This study evaluated wild-type EGFR, E746-A750 frame deletion in exon 19, and L858R point mutation in exon 21 by immunohistochemistry in patients with triple-negative breast cancer (TNBC).
A retrospective study included 99 untreated early-stage and advanced-stage TNBC patients. Immunohistochemical localization of wild-type EGFR, EGFR E746-A750 deletion in exon 19, and EGFR L858R mutation in exon 21 was performed on formalin-fixed paraffin-embedded tissue blocks using mutation-specific primary antibodies.

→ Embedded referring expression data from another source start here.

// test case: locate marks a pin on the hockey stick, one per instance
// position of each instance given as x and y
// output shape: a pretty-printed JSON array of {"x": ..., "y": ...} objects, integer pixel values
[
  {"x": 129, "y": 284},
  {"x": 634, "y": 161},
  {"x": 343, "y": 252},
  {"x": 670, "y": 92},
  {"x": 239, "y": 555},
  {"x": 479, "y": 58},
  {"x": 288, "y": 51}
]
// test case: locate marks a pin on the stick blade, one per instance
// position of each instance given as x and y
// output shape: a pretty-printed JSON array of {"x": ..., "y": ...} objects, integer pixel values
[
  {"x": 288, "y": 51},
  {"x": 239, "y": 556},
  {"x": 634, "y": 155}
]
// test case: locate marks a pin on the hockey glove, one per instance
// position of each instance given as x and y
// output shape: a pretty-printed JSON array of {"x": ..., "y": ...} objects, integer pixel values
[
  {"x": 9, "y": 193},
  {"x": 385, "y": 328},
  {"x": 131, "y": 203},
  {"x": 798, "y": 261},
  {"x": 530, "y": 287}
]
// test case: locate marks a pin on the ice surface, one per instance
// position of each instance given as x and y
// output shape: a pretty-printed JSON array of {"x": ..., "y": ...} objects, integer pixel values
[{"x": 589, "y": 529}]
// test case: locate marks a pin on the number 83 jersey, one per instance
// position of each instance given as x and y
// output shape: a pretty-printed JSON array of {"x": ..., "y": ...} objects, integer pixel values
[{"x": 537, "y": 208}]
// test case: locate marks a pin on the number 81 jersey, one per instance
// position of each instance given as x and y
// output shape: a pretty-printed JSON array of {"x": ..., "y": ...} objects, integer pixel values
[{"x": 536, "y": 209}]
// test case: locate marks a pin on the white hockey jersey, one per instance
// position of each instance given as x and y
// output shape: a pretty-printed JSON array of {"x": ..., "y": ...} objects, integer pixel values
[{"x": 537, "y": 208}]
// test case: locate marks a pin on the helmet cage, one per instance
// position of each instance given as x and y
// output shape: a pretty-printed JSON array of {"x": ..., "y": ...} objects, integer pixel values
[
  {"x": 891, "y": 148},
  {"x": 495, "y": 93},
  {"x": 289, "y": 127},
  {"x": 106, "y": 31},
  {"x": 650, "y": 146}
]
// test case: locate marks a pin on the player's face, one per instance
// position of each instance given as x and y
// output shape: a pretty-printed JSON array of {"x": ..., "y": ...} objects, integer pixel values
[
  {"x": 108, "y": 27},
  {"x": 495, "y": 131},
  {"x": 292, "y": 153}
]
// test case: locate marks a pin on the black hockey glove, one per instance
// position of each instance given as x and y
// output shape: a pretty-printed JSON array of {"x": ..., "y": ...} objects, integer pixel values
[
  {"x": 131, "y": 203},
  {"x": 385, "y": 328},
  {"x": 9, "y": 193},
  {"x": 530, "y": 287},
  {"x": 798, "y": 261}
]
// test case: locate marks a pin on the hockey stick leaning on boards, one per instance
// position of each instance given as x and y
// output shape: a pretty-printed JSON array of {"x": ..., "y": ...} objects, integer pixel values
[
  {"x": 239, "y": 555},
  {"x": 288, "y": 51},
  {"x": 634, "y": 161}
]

EGFR protein expression was noted in 27% (27/99) of patients with 2+ or 3+ staining intensity in 7% (7/99) of patients. Significant correlation of EGFR protein expression with subgroups of clinicopathologic parameters was not found. In univariate and multivariate survival analysis, high EGFR expression (2+ or 3+) emerged as a significant prognostic factor for disease-free survival. With respect to mutation status, exon 19 deletion was observed in 3% (3/99) of patients. One patient with exon 19 deletion having high EGFR protein (2+) expression developed lung metastasis, whereas the other 2 patients with exon 19 deletion had low EGFR protein (1+) expression and remained disease free during the study period.
EGFR protein overexpression was observed in one fourth of TNBCs with very low incidence of EGFR-activating mutations in patients of western India.